L'examen par le Parlement du projet de loi de finances prend ainsi un aspect virtuel et fictif, dès lors que le Gouvernement procède, par ailleurs et par des voies différentes de la procédure parlementaire, à des ajustements de nature à modifier sensiblement l'équilibre budgétaire.
insincérité dans la présentation des plafonds de dépenses pour 2004
En 2004, il est avéré dès la présentation du projet de loi de finances que les objectifs en matière de dépenses ne sont pas sincères. Le 30 septembre 2003, le ministre du budget a en effet précisé devant la commission des finances de l'Assemblée nationale qu'il proposerait « tout naturellement au Premier ministre des mesures en ce sens au début du prochain exercice, de manière à éviter tout dérapage. ». Il faisait référence à des gels de crédits, voire des annulations, que le Gouvernement envisageait de mettre en oeuvre dès le début de l'année 2004.
Bien entendu, comme l'a rappelé le Conseil constitutionnel notamment dans le considérant 5 de la décision n° 2002-464 du 27 décembre 2002, « le vote par le Parlement, dans la loi de finances, des plafonds afférents aux grandes catégories de dépenses et des crédits mis à la disposition des ministres n'emporte pas, pour ces derniers, obligation de dépenser la totalité des crédits ouverts ».
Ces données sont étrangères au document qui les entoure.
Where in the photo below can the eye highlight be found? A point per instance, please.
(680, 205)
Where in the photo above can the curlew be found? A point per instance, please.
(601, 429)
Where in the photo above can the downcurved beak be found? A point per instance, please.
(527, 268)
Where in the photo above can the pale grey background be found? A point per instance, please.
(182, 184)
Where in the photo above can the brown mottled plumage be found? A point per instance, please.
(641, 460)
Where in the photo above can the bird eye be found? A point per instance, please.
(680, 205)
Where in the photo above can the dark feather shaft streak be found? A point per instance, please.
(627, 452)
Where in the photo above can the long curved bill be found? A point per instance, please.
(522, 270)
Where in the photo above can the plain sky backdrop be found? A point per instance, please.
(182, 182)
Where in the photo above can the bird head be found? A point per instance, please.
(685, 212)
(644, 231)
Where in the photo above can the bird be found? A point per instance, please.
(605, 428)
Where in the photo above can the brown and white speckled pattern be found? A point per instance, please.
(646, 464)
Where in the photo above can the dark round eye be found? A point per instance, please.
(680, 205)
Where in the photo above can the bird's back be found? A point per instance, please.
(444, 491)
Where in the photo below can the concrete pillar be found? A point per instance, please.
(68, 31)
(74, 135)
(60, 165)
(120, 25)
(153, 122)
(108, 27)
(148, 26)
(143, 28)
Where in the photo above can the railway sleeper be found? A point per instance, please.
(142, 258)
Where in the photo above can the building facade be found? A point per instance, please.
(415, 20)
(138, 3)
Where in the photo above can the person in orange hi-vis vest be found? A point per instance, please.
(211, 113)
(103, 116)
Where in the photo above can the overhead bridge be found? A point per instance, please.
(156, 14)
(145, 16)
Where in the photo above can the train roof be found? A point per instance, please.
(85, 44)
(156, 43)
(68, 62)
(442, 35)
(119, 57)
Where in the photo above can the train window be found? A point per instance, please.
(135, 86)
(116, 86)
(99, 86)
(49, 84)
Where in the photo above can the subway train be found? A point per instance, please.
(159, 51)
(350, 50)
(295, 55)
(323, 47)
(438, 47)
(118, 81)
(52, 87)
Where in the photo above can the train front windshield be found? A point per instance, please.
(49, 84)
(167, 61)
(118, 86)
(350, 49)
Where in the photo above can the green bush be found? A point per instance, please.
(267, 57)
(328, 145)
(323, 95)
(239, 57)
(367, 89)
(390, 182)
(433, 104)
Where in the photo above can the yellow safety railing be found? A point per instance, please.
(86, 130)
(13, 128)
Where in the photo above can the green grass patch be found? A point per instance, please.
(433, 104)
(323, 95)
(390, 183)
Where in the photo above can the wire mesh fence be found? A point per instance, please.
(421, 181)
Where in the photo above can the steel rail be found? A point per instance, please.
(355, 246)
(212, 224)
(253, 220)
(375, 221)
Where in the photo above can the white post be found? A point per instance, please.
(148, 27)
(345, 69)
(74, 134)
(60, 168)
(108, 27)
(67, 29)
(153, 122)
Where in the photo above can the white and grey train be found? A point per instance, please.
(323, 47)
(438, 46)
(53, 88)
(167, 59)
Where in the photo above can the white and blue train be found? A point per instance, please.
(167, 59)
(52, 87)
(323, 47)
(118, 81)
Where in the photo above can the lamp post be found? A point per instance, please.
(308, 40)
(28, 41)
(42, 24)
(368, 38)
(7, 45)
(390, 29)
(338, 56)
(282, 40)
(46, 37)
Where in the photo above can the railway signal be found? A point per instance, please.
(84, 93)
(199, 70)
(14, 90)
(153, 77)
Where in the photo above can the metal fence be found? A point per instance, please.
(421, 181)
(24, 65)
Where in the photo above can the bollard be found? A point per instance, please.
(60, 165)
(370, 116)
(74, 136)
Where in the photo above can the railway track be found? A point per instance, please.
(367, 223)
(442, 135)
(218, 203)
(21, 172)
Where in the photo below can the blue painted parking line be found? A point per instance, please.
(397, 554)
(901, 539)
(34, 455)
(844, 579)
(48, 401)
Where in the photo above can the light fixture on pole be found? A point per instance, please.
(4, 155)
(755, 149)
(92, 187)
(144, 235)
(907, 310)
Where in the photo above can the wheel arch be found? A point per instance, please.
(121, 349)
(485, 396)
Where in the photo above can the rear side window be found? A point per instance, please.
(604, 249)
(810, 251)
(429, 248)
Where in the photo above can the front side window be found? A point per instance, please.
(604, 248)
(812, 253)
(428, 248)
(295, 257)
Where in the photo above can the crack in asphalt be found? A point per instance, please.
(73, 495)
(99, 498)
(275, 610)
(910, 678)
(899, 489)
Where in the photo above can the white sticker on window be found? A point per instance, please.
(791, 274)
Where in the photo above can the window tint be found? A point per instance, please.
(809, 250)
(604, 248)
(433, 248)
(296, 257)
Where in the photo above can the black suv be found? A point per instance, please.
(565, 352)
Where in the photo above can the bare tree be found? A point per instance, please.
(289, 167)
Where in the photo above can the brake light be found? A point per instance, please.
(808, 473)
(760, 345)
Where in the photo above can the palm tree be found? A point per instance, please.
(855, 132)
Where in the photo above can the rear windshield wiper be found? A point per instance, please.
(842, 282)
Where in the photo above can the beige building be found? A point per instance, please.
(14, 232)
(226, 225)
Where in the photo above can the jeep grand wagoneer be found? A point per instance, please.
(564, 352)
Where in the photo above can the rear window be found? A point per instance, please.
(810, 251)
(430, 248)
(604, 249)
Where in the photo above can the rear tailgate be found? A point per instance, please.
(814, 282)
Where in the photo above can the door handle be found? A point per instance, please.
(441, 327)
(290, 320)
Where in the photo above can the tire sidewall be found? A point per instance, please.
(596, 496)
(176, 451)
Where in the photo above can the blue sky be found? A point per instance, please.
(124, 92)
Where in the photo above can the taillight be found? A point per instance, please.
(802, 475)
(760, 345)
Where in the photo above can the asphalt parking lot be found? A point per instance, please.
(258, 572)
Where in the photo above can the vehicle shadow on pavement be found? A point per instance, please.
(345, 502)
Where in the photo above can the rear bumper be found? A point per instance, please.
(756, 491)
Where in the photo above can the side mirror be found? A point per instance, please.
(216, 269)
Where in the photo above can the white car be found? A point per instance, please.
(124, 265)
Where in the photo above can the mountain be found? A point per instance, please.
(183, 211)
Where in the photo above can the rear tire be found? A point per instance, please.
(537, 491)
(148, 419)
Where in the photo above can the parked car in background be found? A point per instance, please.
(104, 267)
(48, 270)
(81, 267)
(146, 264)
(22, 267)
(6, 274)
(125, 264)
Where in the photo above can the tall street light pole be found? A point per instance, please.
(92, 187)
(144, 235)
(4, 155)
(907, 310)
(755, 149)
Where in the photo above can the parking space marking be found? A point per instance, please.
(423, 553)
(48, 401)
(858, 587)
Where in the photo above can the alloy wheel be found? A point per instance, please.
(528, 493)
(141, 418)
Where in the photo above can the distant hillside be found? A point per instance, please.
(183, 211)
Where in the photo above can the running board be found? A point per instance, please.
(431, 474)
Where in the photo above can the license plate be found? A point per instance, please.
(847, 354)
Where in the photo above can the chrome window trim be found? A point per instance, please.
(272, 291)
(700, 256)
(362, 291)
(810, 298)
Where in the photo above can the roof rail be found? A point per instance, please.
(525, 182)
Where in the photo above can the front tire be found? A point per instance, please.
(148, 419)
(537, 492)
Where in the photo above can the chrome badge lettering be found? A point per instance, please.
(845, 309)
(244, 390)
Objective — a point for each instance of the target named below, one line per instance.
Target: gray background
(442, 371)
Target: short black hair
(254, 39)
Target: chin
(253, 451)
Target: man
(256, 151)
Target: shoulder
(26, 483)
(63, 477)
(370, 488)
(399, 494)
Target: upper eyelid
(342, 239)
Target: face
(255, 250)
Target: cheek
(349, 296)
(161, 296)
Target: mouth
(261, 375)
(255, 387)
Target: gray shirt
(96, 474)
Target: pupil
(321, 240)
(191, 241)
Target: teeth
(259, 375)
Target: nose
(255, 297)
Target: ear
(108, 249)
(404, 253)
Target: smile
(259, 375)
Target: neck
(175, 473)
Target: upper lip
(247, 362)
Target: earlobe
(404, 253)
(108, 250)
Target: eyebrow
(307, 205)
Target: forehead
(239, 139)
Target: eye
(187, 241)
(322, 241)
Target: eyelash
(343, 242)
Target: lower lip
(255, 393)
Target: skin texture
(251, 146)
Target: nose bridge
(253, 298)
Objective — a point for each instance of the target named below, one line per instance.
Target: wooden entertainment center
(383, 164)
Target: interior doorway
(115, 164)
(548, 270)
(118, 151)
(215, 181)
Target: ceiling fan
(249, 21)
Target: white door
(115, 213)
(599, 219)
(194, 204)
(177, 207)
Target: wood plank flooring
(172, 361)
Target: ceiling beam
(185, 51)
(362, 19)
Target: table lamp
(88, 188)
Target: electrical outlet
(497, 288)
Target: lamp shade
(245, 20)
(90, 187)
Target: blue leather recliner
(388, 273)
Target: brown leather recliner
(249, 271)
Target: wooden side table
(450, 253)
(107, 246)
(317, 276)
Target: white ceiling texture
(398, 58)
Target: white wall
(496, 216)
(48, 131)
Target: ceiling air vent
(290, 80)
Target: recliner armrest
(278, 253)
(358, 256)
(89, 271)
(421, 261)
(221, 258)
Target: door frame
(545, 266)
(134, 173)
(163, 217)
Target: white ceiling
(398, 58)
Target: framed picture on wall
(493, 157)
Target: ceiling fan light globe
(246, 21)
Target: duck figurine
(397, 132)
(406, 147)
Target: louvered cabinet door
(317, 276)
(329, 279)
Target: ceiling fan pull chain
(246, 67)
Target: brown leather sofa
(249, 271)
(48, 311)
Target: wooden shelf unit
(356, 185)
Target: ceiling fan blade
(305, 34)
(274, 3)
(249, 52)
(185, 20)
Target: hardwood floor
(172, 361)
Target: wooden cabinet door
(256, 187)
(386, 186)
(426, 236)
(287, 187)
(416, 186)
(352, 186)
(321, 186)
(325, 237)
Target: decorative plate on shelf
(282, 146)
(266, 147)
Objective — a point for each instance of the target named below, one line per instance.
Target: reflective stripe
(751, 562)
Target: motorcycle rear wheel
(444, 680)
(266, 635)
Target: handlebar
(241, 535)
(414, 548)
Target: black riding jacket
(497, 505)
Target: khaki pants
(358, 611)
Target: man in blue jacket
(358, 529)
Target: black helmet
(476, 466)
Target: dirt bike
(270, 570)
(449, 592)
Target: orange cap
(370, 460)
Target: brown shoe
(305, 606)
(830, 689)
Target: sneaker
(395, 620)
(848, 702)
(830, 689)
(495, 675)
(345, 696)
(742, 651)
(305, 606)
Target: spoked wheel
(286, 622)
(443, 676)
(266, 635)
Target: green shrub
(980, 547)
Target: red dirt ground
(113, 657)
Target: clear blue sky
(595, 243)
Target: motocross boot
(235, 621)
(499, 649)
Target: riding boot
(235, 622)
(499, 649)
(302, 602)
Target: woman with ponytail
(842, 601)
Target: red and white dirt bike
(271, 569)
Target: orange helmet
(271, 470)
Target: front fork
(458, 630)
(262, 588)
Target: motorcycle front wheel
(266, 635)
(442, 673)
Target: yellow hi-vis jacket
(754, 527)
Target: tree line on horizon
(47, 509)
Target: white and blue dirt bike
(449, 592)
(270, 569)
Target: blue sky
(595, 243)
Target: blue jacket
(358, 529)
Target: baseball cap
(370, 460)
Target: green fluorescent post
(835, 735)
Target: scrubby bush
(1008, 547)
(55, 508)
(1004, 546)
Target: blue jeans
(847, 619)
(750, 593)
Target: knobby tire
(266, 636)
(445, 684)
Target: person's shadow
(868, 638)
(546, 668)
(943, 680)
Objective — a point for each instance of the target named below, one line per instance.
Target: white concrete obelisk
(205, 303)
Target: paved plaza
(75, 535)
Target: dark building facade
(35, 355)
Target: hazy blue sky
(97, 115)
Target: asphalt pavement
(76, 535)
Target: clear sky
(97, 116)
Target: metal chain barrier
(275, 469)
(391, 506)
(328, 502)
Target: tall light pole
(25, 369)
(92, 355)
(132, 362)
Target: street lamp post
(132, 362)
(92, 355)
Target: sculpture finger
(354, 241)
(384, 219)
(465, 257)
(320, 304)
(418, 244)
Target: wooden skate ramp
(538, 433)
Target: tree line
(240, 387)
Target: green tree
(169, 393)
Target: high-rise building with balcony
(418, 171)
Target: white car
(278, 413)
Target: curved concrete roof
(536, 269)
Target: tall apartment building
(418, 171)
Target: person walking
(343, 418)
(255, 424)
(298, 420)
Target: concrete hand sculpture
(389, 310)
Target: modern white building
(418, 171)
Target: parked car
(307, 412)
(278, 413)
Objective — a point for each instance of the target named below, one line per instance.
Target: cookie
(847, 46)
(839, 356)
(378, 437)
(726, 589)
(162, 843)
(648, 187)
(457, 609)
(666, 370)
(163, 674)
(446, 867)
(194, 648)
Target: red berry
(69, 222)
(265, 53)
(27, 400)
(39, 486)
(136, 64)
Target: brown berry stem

Mais la pratique qui consiste à opérer un décalage systématique entre le niveau des dépenses soumis au vote du Parlement et le niveau des dépenses effectivement envisagées et concrètement engagées par le Gouvernement ne doit pas devenir le mode normal d'évaluation et de présentation des dépenses de l'Etat.
Pourtant, dès la présentation du projet de loi de finances pour 2004, le Parlement est informé par le Gouvernement que le plafond de dépenses proposé ne sera pas celui qui sera mis en oeuvre. L'intention du Gouvernement est très clairement présentée par le ministre délégué au budget, lors de la deuxième séance du mardi 14 octobre 2003, en réponse à l'exception d'irrecevabilité défendue par Didier Migaud : « Le Ministre délégué au budget ne peut qu'espérer, en début de gestion, une mise en réserve de crédits, non pas pour dépenser moins, ..., mais simplement pour pouvoir respecter l'autorisation qui est donnée par la représentation du peuple français. ».
La prétendue bonne gestion dont voudrait faire preuve le ministre, ne doit pas être confondue avec le respect des règles budgétaires. La mise en réserve de crédits n'est pas constituée pour faire face en cours d'exercice à un événement conjoncturel imprévu. Elle correspond simplement à la volonté du Gouvernement de faire des économies par rapport au plafond de dépenses votées. Il y a ainsi un détournement des règles prévues à l'article 14 de la loi organique du 1er août 2001 relative aux lois de finances.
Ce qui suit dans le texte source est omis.